A Folha de São Paulo adota a postura de encarar a ocupação como “uma invasão”, e dispara no sensacionalismo das fotos, mostrando helicópteros da Polícia Militar sobre o prédio da reitoria”, fotos do comandante da operação, com sugestões de como os jovens devem se proteger de um provável confronto: “é preciso evitar óculos e lentes de contato”. Na verdade, é a própria folha que parece evitar “óculos e lentes de contato” no seu confronto com a verdade: várias vezes avisou que o patrimônio havia sido destruído ou documentos teriam sido extraviados, para ser desmentida por fotos e testemunhos postados pela Internet afora. Nasce uma nova arena de debate, e a possibilidade de ver fotos e filmes, disponibilizados pelos estudantes, parece ter esvaziado, pelo menos um pouco, a possibilidade de “se inventar qualquer coisa pelo discurso”, como um jovem postou num comentário.
A ocupação da reitoria, ato a que eu credito a condição de legítimo, de pacífico, de preservador, da Universidade Pública e dos direitos constitucionais garantidos, se instala como uma resposta a um Executivo que insiste em governar por decretos, e enquanto o faz, precariza as condições educacionais, se recusando ao debate e ao diálogo. Diálogo e debate amplamente aberto aos estudantes, que exibem na Internet sua pauta de reivindicações, as críticas que recebem, as monções de apoio que lhe são dadas.
Fala-se, nos portais que se afinam com a fala do governador, que as Universidades públicas são elitizadas, ignorando o grande número de alunos pobres que nelas entram, vencendo a lógica de exclusão do ensino público fundamental e médio, fala-se que eles são “um povo apartado da realidade”. Pede-se por um grande líder, que use da força e os faça calar. Diz Hannah Arendt: “o povo, em todas as grandes revoluções, luta por um sistema realmente representativo, a ralé brada sempre pelo «homem forte», pelo «grande chefe».[…]”. Esta imprensa não é a voz do povo. É a voz da ralé. Os estudantes lutam pelo povo, querem ampliar o debate acerca da educação pública de qualidade para evitar que, no estado de São Paulo, a universalização do ensino superior se mescle com a depredação absoluta, como aconteceu ao ensino médio e ao fundamental durante todos estes anos de governo “desenvolvimentista”. E de quem seria culpa desta perda de qualidade? Dos nordestinos, como afirmou José Serra, ainda candidato? Claro que não: a culpa é dos que evitam “óculos e lentes de contato” para evitar ver o compromisso necessário: educação de qualidade se faz com verbas, com política públicas de valorização do professor, com incentivo à politização dos alunos, para que como estes, da USP se mobilizem, por si, pelo futuro, respeitando a aliança insolúvel, garantida constitucionalmente entre pesquisa, ensino e extensão, que os decretos visam fragmentar.

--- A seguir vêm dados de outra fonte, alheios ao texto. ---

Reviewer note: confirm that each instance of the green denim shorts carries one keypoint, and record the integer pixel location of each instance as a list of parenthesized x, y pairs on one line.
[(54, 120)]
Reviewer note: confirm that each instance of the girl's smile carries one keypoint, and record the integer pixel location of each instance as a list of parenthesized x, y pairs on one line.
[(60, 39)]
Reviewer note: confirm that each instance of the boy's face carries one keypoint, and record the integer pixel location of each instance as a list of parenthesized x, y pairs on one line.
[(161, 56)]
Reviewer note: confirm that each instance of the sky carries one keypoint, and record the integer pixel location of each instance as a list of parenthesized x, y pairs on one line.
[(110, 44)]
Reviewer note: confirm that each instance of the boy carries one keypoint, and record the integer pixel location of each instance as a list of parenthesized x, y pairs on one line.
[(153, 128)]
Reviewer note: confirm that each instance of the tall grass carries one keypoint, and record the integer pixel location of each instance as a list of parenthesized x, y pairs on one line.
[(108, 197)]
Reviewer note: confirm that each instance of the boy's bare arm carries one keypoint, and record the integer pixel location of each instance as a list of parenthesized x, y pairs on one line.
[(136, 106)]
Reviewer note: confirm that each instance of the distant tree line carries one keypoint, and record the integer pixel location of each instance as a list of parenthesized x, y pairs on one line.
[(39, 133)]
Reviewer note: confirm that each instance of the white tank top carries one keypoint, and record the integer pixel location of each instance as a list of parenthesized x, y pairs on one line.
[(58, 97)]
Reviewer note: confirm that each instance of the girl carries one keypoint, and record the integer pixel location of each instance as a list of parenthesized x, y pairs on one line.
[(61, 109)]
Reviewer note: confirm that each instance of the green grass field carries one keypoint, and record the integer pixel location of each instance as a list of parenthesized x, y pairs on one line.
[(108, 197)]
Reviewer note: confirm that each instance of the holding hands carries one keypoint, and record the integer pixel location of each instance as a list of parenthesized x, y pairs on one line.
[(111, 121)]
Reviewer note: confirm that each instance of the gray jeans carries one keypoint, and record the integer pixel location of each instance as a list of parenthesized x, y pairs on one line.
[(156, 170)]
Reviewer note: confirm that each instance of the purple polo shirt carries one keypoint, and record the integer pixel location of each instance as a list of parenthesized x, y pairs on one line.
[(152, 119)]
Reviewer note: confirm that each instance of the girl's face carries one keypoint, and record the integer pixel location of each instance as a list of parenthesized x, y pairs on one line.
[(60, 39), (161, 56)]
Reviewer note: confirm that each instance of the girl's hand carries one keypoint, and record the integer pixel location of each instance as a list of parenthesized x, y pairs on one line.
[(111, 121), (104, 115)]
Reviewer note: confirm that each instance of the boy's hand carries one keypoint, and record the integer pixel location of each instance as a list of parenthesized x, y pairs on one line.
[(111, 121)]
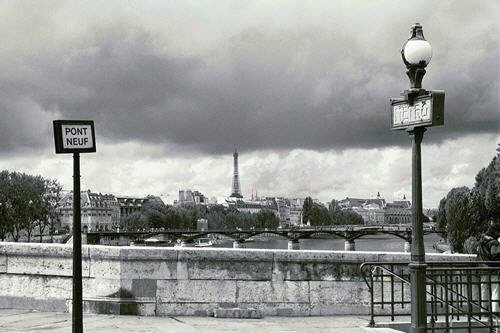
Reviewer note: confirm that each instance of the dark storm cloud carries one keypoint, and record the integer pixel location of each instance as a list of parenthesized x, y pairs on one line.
[(316, 87)]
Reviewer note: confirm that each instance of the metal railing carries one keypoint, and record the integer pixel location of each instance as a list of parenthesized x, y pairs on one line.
[(461, 296)]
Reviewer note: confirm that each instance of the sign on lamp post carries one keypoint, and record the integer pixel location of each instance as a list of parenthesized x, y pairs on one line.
[(75, 136)]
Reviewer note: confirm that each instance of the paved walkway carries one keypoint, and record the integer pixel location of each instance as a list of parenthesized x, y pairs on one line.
[(32, 321)]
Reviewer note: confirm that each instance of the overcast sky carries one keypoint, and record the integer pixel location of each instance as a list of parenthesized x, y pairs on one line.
[(300, 88)]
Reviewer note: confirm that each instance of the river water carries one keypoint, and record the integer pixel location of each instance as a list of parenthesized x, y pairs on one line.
[(379, 242)]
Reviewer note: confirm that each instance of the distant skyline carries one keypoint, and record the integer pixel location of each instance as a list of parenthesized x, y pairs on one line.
[(301, 89)]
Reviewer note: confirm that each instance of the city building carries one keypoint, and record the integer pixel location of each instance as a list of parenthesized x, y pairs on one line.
[(130, 205), (188, 197), (99, 212), (398, 212), (378, 212)]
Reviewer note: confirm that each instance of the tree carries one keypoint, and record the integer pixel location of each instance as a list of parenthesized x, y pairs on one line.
[(457, 216), (46, 207), (5, 215), (441, 215)]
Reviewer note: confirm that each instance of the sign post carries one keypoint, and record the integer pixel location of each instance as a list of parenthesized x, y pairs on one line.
[(75, 136), (417, 110)]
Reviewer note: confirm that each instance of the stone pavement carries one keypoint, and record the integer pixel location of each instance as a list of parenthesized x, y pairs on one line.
[(32, 321)]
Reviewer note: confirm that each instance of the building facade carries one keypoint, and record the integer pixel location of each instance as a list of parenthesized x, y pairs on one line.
[(99, 212), (131, 205)]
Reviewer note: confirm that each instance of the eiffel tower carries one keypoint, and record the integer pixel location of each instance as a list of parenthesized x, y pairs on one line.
[(236, 188)]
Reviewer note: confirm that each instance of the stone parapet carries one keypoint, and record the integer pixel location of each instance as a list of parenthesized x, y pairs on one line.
[(191, 281)]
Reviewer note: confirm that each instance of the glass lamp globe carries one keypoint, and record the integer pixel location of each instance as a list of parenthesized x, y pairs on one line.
[(417, 51)]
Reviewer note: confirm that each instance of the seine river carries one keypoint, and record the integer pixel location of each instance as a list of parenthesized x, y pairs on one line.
[(383, 243)]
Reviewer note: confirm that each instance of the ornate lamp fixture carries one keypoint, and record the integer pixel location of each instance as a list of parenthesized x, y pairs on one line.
[(416, 54)]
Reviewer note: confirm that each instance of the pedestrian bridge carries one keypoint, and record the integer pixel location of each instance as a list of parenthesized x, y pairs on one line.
[(239, 236)]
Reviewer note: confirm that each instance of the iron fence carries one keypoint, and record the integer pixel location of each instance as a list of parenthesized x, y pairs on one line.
[(461, 296)]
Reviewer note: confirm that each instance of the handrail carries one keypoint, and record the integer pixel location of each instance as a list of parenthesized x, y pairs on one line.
[(453, 291)]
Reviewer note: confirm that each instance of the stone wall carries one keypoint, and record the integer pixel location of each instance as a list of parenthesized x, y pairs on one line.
[(191, 281)]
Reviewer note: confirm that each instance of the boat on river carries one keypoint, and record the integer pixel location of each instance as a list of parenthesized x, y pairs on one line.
[(203, 242)]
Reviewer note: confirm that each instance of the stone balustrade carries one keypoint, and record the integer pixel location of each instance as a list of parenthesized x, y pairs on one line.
[(191, 281)]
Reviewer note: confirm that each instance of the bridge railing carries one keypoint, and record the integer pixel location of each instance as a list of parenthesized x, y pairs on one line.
[(460, 295)]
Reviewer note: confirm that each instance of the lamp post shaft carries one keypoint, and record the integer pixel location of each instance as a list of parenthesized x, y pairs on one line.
[(77, 315), (417, 263)]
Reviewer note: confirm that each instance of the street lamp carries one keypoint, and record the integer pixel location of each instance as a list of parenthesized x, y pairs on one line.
[(416, 54), (416, 111)]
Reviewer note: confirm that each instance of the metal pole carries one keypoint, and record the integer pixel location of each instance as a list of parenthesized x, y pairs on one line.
[(77, 249), (417, 263)]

Este é um movimento popular, o vídeo do dia das mães, disponibilizado pelos alunos em seu blog[3], é uma amostra de como esses alunos souberam preservar o sentido de povo. Usar de força policial é totalitário: eles questionam um ato administrativo, apontam, junto com juristas, jornalistas, sociólogos, antropólogos, filósofos, cientistas políticos, artistas, e outros intelectuais de várias áreas, para o avanço sobre a autonomia das Universidades Paulistas. Governador, miragem é achar que vai se resolver isso com força, mentira é negar a verdade e a força de sua luta política.